Secret life of the body clock

E-mail Print PDF
For humans, every single moment of our 24-hour day is influenced by our body clock.
But what exactly is it?


The body clock is a part of the brain that's located in the hypothalamus. It's called the superchyosmatic nucleus (SCN) and it synchronises our sleep and wake with the day-night cycle. It's a part of the brain that's essential for good health.

To get a better idea of what makes our body clock tick, Grant Hackett visited Dr Gerard Kennedy, a chronobiologist from Victoria University. Dr Kennedy's role is to investigate why the body behaves the way it does in relation to time.

According to Dr Kennedy we have one main clock that's like a master clock and synchronises all the other cells in the body. "Each cell has its own little clock which ticks away, but without the master clock they quickly lose synchronicity," he said. "It's a bit like the maestro of the orchestra conducting all the other instruments which are the other cells in the body."

So why is it that some people prefer to go to bed late and wake up early, while others are early to bed and early to rise?

Dr Kennedy believes that everybody's clock has a different inherent period. That is it is slightly away from 24 hours. "As most people's body clocks are 25 hours it needs to adjust to 24 because the earth's clock is 24 hours and some people's clocks might be a bit longer than 25 hours, say even 26 or 27," he explained. "That person would be the type of person who likes to go to bed very late and we call them the owl type."

Dr Kennedy added that the owl type might naturally select occupations like a chef, where they go to work at 4pm and work until 1am or 2am. They then come home in the day and go to bed late. Meanwhile the early-to-bed person is known as a lark. The larks tend to have a body clock with a cycle slightly less than 25 hours.

"We call them the lark because they are the early bird," Dr Kennedy said. "We also call them party poopers sometimes because they like to go home from the party early."

Is it possible to reset or manipulate our body clock?

"It's very hard for a person that's an early-type to become a late-type, and vice versa, but each person can manipulate their body clock to some degree," Dr Kennedy said. "It's a lot easier for the late person to manipulate their clock because they can delay their clock a lot more easily than an early type person."

Jet lag is also linked to our body clock. When we fly from Australia to the UK or the US we have to readjust our clock and it usually takes people at least five days to readjust. In fact, flying from east to west is said to be best because we can delay our sleep time, but it usually takes five or six days to retrain.

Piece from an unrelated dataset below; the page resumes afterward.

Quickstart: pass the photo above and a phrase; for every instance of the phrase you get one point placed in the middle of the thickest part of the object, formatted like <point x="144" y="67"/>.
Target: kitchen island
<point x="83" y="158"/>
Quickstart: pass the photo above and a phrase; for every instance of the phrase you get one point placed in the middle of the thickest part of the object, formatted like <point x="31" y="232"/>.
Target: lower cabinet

However, Dr Kennedy says that the best way to retrain it is to go outside in the new location and receive light as that is what resets the clock the quickest. It's also essential that we get to know and understand our body clock.

According to Dr Kennedy there are better times of the day to do certain things. Here are some tips:
  • 7am - If you're trying for a baby, this is the best time because this is when our hormones rise and sperm counts peak.
  • 10am - is a good time to attend to your "to do" list because your concentration levels are at their highest.
  • 12pm - Your verbal reasoning skills hit their strides around midday, so this is the best time to have an argument. And if you're after a pay rise, now's the time to hit up your boss!
  • 2pm - is a great time to visit the dentist because your body is best prepared to deal with it as your pain tolerance is high.
  • 6pm - Research suggests this is the safest time to exercise for muscle strength and stamina. But if you want to burn fat, then early morning is best.
  • 7pm - You can now enjoy a glass of wine over dinner. Your digestive system is at full capacity at this time, which means that the liver can metabolise alcohol faster.
  • After 10pm our libido reaches its highest point.

But what if your day doesn't start when the sun rises, especially if you are one of the 17 percent of people in the Australian workforce who is a shift worker?

Grant met with senior station officer Darren McQuade to get an insight into a shift worker's life. Darren has been a firefighter for 21 years. During this time, Darren has become accustomed to shift work and has learnt to cope with it. "On a night shift we have the ability to sleep if there are no calls, but it does have an effect long term," he said.

As a result, it's important that shift workers know how to reset their body clocks as best they can.

Dr Kennedy suggests that a shift worker wear dark sunglasses when they drive home after their shift in the morning, have a quiet room to sleep in and make sure they get a good six hours sleep. If possible they should try to work regular shifts and avoid taking extra ones. During days off shift workers should maintain a regular activity cycle and eat well, but not overeat at night. Regular exercise is also important. But vigorous exercise should be avoided two hours before bedtime.